To evaluate the efficacy and tolerability of
topiramate (TPM) as add-on
therapy in children less than 12 years of age with
refractory epilepsy, according to
epilepsy syndromes, we conducted an open, prospective, pragmatic and multicenter study in France. Efficacy was assessed, especially according to
epilepsy syndromes, as well as tolerability. We included 207 children (41 of whom were less than 4 years of age). TPM was effective (responders with >50% decrease in seizure frequency) in 50% of 128 patients with
partial epilepsy, and in 44% of 79 patients with
generalized epilepsy. In case of
generalized epilepsy, responders more frequently had generalized symptomatic
epilepsy, severe
myoclonic epilepsy and myoclono-astatic
epilepsy, whereas response rate was mild in both
infantile spasms and
Lennox-Gastaut syndrome (LGS). Improvement was well maintained in all patients during the treatment period (median 5.6 months). Seizure frequency/severity increased (worsening) in 13% of patients with
partial epilepsy and 17% with
generalized epilepsy (particularly in those with
infantile spasms), and resulted in withdrawal of TPM for 8%. The most frequently reported adverse events were moderate neurobehavioral and
gastrointestinal disorders.
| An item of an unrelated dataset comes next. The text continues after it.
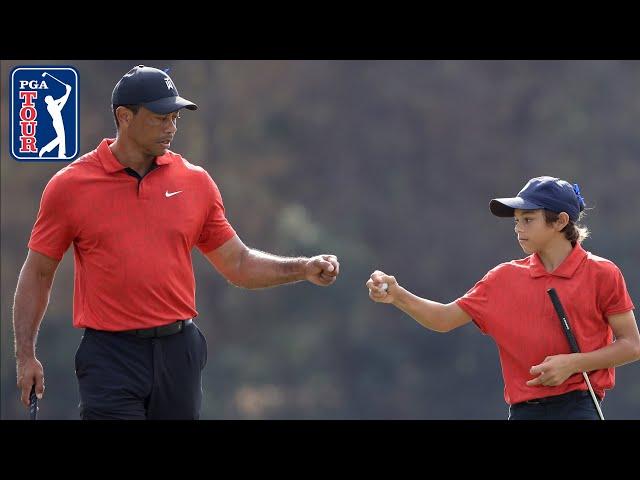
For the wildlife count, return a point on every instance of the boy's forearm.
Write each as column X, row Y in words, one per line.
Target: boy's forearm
column 426, row 312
Adverse events led to withdrawal of TPM from 13.5% of patients. Children less than 4 years of age had particularly good tolerability. Results confirm that TPM is effective and well tolerated in children under 12 years of age in a broad range of
epilepsy syndromes, including refractory
partial epilepsy, and symptomatic and myoclonic
generalized epilepsy. Use of TPM should be considered in children under 4 years of age, and slow and progressive titration is important.